Rosa Gutierrez takes her time making food, shredding the flank steak for the Durango-style burritos by hand. The beef is also stuffed in a mighty steak taco which ignites glorious flavor bombs with each bite. Chef Gutierrez is in charge of the sauces like a salsa verde that is emulsified to give it a guacamole-like consistency. He also simmers birria for 12 hours. Customers can order a side of that consommé for dipping purposes. It’s handy for the quesadilla made with steamed goat. As for as trends go, 2020 made quesabirria a household term for many Americans. Chef Gutierrez says he began offering quesabirria as part of a social media challenge. He also serves it with ramen noodles, one of the truck’s most popular dishes.

Rosa Gutierrez’s flautas.
Four family members with masks pose in front of a green food truck.
Flo’s is a family operation for the Gutierrezes: Janet, Miriam, Michael, and chef Florentino Jr.
The side of a green food truck with its menu.
The menu at Flo’s.

The life of a food truck owner in Chicago has been difficult thanks to notoriously restrictive ordinances that control things like where trucks can park. The policies, championed by Ald. (44th Ward) Tom Tunney (who’s been recently in the news), have hurt small businesses that are especially trying to survive during the pandemic. The policies were a way to protect traditional restaurants from emerging competition.

But the Gutierrezes continue to adjust. Guttierez is a graduate of Washburne Culinary and Hospitality Institute after attending Carl Schurz High School in Irving Park. He’s worked at many of the city’s top catering companies and currently oversees two student cafes at the University of Chicago in Hyde Park. Though he’s back working for the school, earlier in the year they furloughed him. He made the most out of temporary losing his day job by focusing more on the truck.

There are also specials.

Guttierez’s father purchased the truck five years ago as his retirement plan; his family had been urging him to leave construction. It took four years of repairs before Flo’s Kitchen debuted in 2019. Customers would find the truck outside of bars like the Revolution Brewing taproom on Kedzie Avenue and in McKinley Park where chef Guttierez lives.

Community reception has also been critical. The Guttierez family has lived in Avondale for more than two decades and their neighbors are also their customers. That’s a luxury vendors in other communities don’t have. For example, anonymous complaints earlier this year in the West Loop led to a cease and desist letter sent to Claudio Velez, Chicago’s Tamale Guy.

“They’re really cool,” Guttierez says of his neighbors in Avondale. “No Karens.”

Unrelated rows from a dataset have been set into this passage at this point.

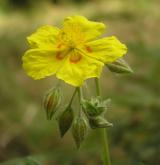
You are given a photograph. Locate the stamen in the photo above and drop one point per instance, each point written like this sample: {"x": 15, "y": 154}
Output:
{"x": 59, "y": 56}
{"x": 89, "y": 49}
{"x": 75, "y": 57}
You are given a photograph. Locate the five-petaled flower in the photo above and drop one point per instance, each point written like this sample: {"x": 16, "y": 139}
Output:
{"x": 71, "y": 53}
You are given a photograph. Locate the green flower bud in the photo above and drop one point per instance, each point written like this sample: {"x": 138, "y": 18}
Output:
{"x": 79, "y": 130}
{"x": 52, "y": 101}
{"x": 99, "y": 122}
{"x": 95, "y": 106}
{"x": 65, "y": 120}
{"x": 119, "y": 66}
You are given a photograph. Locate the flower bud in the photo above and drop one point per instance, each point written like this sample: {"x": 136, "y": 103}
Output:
{"x": 51, "y": 102}
{"x": 65, "y": 120}
{"x": 95, "y": 106}
{"x": 119, "y": 66}
{"x": 79, "y": 130}
{"x": 99, "y": 122}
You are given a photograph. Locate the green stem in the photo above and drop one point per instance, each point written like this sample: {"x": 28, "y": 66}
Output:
{"x": 80, "y": 100}
{"x": 103, "y": 131}
{"x": 70, "y": 103}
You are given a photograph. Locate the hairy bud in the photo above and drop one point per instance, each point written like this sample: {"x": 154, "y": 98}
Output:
{"x": 65, "y": 120}
{"x": 79, "y": 130}
{"x": 95, "y": 106}
{"x": 52, "y": 101}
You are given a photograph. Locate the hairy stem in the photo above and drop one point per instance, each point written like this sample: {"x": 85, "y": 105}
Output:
{"x": 103, "y": 131}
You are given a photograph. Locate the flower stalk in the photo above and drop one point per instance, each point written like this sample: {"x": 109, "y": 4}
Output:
{"x": 103, "y": 132}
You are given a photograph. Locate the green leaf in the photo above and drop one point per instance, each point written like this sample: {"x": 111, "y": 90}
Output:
{"x": 99, "y": 122}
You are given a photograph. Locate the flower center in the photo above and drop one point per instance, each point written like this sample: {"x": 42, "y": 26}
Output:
{"x": 70, "y": 39}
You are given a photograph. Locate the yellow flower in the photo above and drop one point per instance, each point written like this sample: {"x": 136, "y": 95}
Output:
{"x": 71, "y": 53}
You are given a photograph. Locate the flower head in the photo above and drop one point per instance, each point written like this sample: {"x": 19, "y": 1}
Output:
{"x": 71, "y": 53}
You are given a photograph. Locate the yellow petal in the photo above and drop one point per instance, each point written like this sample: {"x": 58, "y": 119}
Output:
{"x": 44, "y": 37}
{"x": 90, "y": 29}
{"x": 41, "y": 63}
{"x": 75, "y": 73}
{"x": 106, "y": 50}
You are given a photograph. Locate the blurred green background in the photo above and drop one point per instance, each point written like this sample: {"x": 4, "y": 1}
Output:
{"x": 27, "y": 138}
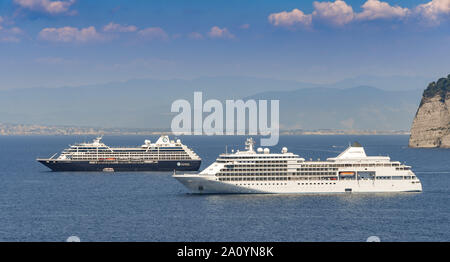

The Durango-style burrito.
The tacos are made fresh.
Garrett Sweet/Eater Chicago

Chef Guttierez never really thought about using a food truck as a launchpad toward opening a restaurant, a common strategy. He’s worked at only one restaurant, Kinderhook Tap, a now-closed bar in suburban Oak Park. But now, after a summer filled with customers, he’s open to the idea of opening a brick and mortar. The post-pandemic world may offer opportunities.

“I never wanted to open up anything,” he says. “But now...I think so?”

Check the restaurant’s Facebook and Instagram accounts for updates on when the truck is open, but Flo’s Kitchen will serve customers sporadically until Chicago’s weather makes it too cold and snowy to serve customers outside. There are no plans to set up igloos for outdoor dining behind the house at 3335 N. Troy Street.